A thesis with no falsifiable claim attached is just commentary, so here are the terms. By the end of Q4 2026, at least one major enterprise software platform will ship multi-model routing as its default configuration — not a power-user toggle buried in settings, but the out-of-the-box behaviour, with single-model setups reframed as the exception you opt into and have to justify. The forcing function isn’t fashion; it’s procurement. Once a CISO or a CTO has watched a vendor go dark overnight, “single model, no fallback” becomes a line item that fails a security review, the way “single data centre, no backup” already does. Vendor lock-in stops being a default you quietly accept and becomes a risk you’re required to disclose.

What would prove me wrong: the labs settle into boring stability, blackouts stop happening, and the perceived risk fades faster than the tooling to manage it — leaving routing a niche for the paranoid.

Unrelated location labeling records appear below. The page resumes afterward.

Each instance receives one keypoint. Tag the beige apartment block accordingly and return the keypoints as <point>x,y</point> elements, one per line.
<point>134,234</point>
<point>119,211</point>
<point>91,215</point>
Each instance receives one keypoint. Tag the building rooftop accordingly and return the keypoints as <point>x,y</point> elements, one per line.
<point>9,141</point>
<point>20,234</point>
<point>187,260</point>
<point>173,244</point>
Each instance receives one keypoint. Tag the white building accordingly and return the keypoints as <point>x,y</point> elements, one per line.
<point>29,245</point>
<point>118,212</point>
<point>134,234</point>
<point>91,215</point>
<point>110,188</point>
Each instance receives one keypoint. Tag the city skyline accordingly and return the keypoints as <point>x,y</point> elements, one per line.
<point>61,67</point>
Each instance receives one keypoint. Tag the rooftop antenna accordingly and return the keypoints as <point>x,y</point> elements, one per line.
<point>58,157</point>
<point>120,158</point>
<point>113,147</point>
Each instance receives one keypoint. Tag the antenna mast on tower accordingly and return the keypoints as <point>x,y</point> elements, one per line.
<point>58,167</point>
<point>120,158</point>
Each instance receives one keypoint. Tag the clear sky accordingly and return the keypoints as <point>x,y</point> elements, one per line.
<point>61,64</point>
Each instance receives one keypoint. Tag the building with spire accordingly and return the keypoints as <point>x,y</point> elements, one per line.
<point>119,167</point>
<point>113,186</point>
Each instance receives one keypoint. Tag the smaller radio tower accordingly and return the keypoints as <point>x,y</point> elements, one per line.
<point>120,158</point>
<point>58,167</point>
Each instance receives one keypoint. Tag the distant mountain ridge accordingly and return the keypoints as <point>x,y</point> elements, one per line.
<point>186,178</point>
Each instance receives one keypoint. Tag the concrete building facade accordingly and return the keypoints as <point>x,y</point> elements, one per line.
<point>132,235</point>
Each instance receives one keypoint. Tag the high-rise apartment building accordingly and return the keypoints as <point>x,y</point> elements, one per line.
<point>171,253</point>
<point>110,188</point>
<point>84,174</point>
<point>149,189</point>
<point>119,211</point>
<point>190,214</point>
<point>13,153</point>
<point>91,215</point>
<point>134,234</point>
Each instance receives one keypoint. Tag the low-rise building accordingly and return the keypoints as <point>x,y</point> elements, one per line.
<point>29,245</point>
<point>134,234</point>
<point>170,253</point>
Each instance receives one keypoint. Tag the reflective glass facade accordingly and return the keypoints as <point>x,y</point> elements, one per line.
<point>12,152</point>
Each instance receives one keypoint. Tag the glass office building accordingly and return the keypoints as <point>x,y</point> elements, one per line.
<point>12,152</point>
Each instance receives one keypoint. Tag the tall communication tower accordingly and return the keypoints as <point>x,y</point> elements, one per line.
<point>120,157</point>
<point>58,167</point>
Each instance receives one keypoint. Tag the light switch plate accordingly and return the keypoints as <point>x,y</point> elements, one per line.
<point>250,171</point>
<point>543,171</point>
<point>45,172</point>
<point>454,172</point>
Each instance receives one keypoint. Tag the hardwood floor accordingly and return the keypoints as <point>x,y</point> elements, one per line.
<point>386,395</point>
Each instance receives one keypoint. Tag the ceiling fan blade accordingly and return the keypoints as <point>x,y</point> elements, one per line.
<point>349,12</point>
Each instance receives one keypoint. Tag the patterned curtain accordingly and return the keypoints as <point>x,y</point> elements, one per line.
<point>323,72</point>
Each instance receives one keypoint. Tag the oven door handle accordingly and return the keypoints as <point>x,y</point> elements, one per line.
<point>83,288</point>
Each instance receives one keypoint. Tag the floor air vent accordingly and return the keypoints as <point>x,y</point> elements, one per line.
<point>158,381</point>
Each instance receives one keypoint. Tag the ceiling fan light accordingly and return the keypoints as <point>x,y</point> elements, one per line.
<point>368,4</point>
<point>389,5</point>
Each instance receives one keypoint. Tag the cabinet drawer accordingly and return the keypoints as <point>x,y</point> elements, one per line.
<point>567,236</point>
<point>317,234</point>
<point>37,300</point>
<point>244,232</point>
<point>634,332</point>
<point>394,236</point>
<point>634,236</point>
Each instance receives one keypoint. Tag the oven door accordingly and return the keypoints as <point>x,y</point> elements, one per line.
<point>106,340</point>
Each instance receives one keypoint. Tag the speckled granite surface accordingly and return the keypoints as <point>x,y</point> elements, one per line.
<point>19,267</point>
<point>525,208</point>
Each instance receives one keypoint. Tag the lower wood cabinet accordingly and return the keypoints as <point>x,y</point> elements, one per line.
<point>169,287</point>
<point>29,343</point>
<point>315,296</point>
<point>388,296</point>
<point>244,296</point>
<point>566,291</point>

Or the capability gap between the best model and the rest widens again so sharply that buyers decide the frontier model is worth the dependency after all. What I am not predicting is the death of the frontier labs or the end of wanting the best model. The argument is narrower and, I think, harder to dodge: when the best model can be switched off by someone you’ve never met, the freedom to switch away from it quietly becomes the thing worth paying for.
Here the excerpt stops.